MUMBAI (Reuters) - India’s top software services exporter Tata Consultancy Services(TCS) will buy back shares worth up to 160 billion rupees ($2.4 billion), it said on Monday, adding to pressure on similarly cash-rich rival Infosys to follow suit.
The TCS board has approved the buyback of up to 56.1 million shares at 2,850 rupees apiece, the company said in a stock exchange filing, returning cash to shareholders at a substantial premium to Friday’s closing price of 2,407.90 rupees.
Its offer is above the record price of 2,839.70 rupees hit in October 2014 and sent TCS shares up 3.9 percent on Monday.
Some former executives at Infosys, meanwhile, have been clamouring for a buyback as friction between the founders of India’s second-biggest software services company and its board has spilled into the public domain.
Analysts have largely agreed with those calls, saying that stock repurchases can attract investors at a time when India’s $150 billion IT sector faces an uncertain outlook as immigration reforms in the United States cast a shadow over its ability to service clients in its biggest market.
Former Infosys chief financial officer V. Balakrishnan on Monday urged his former company to follow TCS with a buyback.
“If you look at the IT services industry, the growth is slowing down and they are all transforming from growth stocks to value stocks,” Balakrishnan told Reuters.
“When you become a value stock it makes lot of sense to return money to shareholders, and a buyback is the most tax-efficient way.”
TCS, part of the salt-to-software Tata conglomerate, had total cash and investments of 431.69 billion rupees at Dec. 31. Infosys had cash of 356.97 billion rupees in December.
Wipro, a smaller IT business with cash reserves of 331.55 billion rupees, has also approved a proposal for a share buyback of up to 25 billion rupees.
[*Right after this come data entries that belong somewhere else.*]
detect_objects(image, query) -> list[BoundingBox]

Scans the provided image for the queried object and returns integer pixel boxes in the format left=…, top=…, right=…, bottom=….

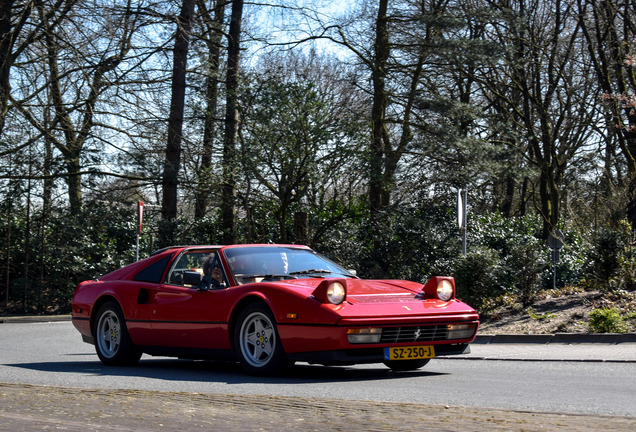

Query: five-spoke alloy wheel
left=94, top=301, right=141, bottom=366
left=234, top=303, right=289, bottom=375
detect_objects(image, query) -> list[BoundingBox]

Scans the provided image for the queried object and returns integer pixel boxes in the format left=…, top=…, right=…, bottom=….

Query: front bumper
left=287, top=343, right=471, bottom=365
left=277, top=318, right=479, bottom=354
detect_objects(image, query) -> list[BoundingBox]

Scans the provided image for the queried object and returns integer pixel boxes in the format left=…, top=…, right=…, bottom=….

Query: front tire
left=383, top=359, right=430, bottom=372
left=234, top=303, right=290, bottom=376
left=93, top=301, right=141, bottom=366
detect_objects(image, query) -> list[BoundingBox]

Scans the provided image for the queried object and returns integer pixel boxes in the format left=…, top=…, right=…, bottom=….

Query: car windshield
left=223, top=246, right=355, bottom=285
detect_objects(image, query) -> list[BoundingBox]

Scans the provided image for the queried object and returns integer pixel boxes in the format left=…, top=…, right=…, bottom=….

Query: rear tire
left=234, top=303, right=290, bottom=376
left=383, top=359, right=430, bottom=371
left=93, top=301, right=141, bottom=366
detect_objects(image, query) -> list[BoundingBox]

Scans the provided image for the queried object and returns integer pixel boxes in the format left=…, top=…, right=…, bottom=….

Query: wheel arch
left=90, top=295, right=121, bottom=336
left=91, top=294, right=142, bottom=366
left=228, top=294, right=272, bottom=351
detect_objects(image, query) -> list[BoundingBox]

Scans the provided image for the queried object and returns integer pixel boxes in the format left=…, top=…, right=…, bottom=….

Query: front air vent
left=380, top=325, right=449, bottom=343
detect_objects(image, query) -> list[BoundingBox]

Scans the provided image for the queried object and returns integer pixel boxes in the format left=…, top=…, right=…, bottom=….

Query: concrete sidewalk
left=451, top=333, right=636, bottom=363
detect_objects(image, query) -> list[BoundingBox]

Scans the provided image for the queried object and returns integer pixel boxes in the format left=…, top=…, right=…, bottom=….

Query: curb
left=2, top=316, right=636, bottom=344
left=0, top=315, right=71, bottom=324
left=475, top=333, right=636, bottom=344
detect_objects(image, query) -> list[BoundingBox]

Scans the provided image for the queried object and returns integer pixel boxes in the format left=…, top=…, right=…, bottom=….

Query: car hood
left=343, top=278, right=423, bottom=303
left=276, top=277, right=477, bottom=321
left=276, top=277, right=421, bottom=298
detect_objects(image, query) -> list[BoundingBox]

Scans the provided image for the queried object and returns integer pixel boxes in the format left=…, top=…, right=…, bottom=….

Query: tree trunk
left=65, top=153, right=83, bottom=215
left=294, top=212, right=309, bottom=246
left=538, top=163, right=560, bottom=238
left=194, top=0, right=225, bottom=220
left=0, top=0, right=18, bottom=136
left=501, top=175, right=516, bottom=217
left=161, top=0, right=196, bottom=245
left=42, top=107, right=54, bottom=217
left=42, top=15, right=85, bottom=215
left=220, top=0, right=244, bottom=245
left=369, top=0, right=390, bottom=217
left=39, top=0, right=129, bottom=215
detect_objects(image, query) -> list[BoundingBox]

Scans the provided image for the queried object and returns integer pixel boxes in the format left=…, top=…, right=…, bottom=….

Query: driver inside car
left=200, top=254, right=224, bottom=290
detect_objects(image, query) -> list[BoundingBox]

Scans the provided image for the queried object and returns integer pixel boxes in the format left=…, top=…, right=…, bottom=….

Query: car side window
left=166, top=251, right=226, bottom=288
left=133, top=256, right=172, bottom=283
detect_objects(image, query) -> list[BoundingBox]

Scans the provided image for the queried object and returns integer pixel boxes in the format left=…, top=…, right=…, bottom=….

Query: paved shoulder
left=453, top=333, right=636, bottom=363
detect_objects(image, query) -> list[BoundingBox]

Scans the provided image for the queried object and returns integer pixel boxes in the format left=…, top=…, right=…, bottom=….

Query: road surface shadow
left=5, top=355, right=448, bottom=384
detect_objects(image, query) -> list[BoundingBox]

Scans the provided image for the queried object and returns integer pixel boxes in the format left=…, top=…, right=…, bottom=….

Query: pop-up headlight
left=312, top=279, right=347, bottom=305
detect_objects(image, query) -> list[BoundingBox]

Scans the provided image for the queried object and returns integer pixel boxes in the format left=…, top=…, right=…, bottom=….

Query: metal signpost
left=547, top=229, right=564, bottom=290
left=136, top=201, right=144, bottom=262
left=457, top=189, right=467, bottom=255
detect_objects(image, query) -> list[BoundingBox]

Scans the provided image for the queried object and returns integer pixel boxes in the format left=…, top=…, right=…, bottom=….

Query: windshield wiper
left=239, top=274, right=298, bottom=280
left=289, top=269, right=333, bottom=276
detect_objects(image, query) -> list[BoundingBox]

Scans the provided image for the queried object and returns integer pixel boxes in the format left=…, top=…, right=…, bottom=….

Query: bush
left=451, top=247, right=504, bottom=314
left=466, top=213, right=551, bottom=307
left=588, top=308, right=628, bottom=333
left=324, top=205, right=459, bottom=281
left=503, top=239, right=547, bottom=307
left=1, top=202, right=141, bottom=315
left=327, top=209, right=575, bottom=312
left=584, top=221, right=636, bottom=292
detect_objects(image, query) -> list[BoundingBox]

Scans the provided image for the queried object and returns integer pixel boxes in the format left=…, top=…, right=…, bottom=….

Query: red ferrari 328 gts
left=71, top=244, right=479, bottom=375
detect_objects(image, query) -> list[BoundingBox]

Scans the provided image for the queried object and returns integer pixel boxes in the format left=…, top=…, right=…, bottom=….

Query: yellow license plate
left=384, top=346, right=435, bottom=361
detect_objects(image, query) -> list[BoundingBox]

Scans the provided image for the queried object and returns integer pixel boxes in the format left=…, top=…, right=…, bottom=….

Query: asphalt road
left=1, top=321, right=635, bottom=419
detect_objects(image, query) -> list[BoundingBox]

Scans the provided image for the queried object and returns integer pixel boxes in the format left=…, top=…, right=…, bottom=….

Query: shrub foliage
left=1, top=199, right=634, bottom=319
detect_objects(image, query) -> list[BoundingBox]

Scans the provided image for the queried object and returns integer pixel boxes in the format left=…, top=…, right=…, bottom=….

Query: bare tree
left=220, top=0, right=243, bottom=244
left=9, top=1, right=140, bottom=214
left=578, top=0, right=636, bottom=226
left=0, top=0, right=77, bottom=136
left=240, top=55, right=364, bottom=243
left=161, top=0, right=196, bottom=244
left=194, top=0, right=226, bottom=220
left=479, top=0, right=599, bottom=236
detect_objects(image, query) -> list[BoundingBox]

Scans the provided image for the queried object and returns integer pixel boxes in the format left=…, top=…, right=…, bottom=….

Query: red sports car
left=71, top=244, right=479, bottom=375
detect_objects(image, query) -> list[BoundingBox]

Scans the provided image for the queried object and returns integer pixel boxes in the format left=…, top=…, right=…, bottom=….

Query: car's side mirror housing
left=183, top=270, right=202, bottom=287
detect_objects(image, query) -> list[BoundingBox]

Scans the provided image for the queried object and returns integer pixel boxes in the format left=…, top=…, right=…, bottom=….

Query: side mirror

“Infosys and Wipro are sitting on huge piles of cash, some part of which they should return to the shareholders,” said Neeraj Dewan, director at Quantum Securities.
“They (Infosys and Wipro) are not able to do anything with the cash right now and they should take a cue from what TCS has done.”
Separately, TCS named V Ramakrishnan as the company’s new chief financial officer.
Former CFO Rajesh Gopinathan was promoted to chief executive in January to fill the vacancy created by Natarajan Chandrasekaran’s elevation to chairman of parent Tata Sons after last year’s ousting of Cyrus Mistry in a boardroom coup.